Je fais le tour de l’espace vide, ressentant soudain une profonde solitude monter en moi. Seule dans une maison… même si Jeff et les autres Mimasu ne sont pas loin… j’ai l’impression d’être abandonnée, livrée à mon sort, et déjà cédée aux bras d’un homme qui n’apparaîtra peut-être jamais. La pièce fait une sorte de « L », et je trouve un charmant bureau de l’autre côté de la cage d’escalier, placé sous une fenêtre qui donne sur le jardin zen et le bassin aux grenouilles. Une commode ouvragée mais apparemment vide me fait office de rangement sur la paroi du fond, près d’une porte…
         -« C’est une salle de bains… »
         -« Ah ? »
         -« Tu n’as pas l’air très emballée par cet endroit, mais nous pourrons l’aménager comme il te plaira. Nous y mettrons tous ce que tu avais dans ton ancienne chambre, si tu veux. »
         -« Tu veux dire, celle chez mes parents ? La chambre d’Amy ? »
         -« Oui. »
         -« C’est gentil mais je pense que ça ira. Je n’ai pas envie de retourner en arrière. Et puis, si j’avais simplement de la musique ici, je pourrais profiter de cette place pour danser autant que je veux… »
         -« Bien sûr. Nous t’installerons une chaîne hi-fi dès demain. »
         -« Merci. Alors, à part quelques vêtements, je n’aurai besoin de rien d’autre. »
         -« Tu auras tout ce qu’il te faut dans les tiroirs à ton réveil. Saku se charge de tout. »
         -« Ok, alors… j’imagine que je n’ai plus qu’à me recoucher ? »
         -« Je peux rester le temps que tu t’endormes, si tu veux ? »

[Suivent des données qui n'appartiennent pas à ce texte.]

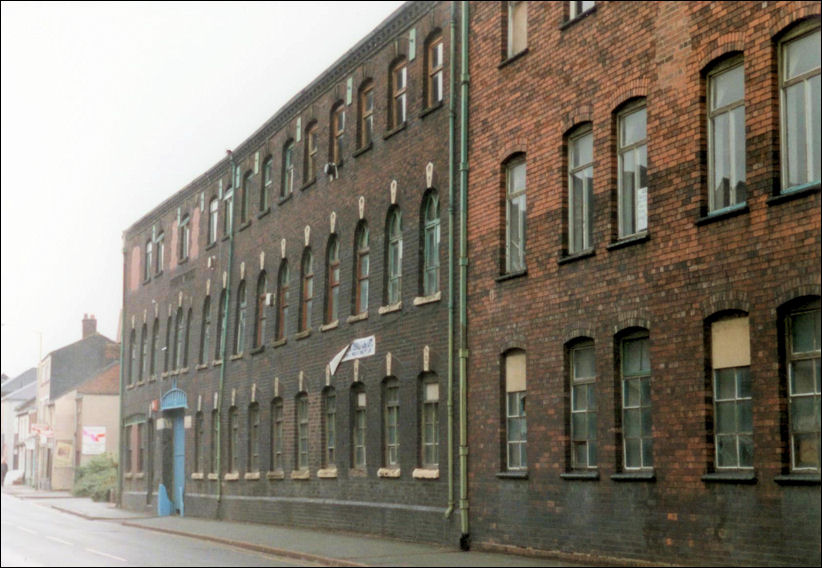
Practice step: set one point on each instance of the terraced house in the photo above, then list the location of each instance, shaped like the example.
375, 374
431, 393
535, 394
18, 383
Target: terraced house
507, 275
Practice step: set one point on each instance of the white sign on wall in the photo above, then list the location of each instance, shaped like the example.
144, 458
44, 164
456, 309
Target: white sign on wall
94, 440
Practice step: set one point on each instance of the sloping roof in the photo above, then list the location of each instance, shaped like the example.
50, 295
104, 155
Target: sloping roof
73, 364
106, 381
12, 384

         -« Avec plaisir. »
Ce n’est que maintenant que je baisse le regard sur les vêtements que je porte depuis mon réveil dans cette chambre. Mes préoccupations étaient telles que je n’avais même pas remarqué que me tenue de combat avait été remplacée par un charmant kimono léger. Je perçois également la fraîcheur de la nuit qui s’immisce par mes pieds nus et glacés, pour remonter le long de ma colonne vertébrale. La couette que Jeff ouvre en grand sur mon lit me tend littéralement les bras, et je me glisse dessous en savourant sa chaleur et son poids. Mon prince s’assoit près de moi, enfonçant son dos dans le tas d’oreillers, et j’en profite pour caler ma tête dans le creux de son épaule en entourant amoureusement son torse chaud et palpitant de mon bras fatigué. Je sens les vibrations du sang qui coule dans ses veines, pulser contre toutes les pores de ma peau, en parfaite harmonie avec mon propre rythme cardiaque. Tout mon être s’imprègne de lui, tandis qu’il dépose de doux baisers dans mes cheveux, me tenant fermement dans ses bras. Pas besoin d’attrape-rêves pour me protéger si je peux m’endormir contre l’homme que j’aime chaque soir.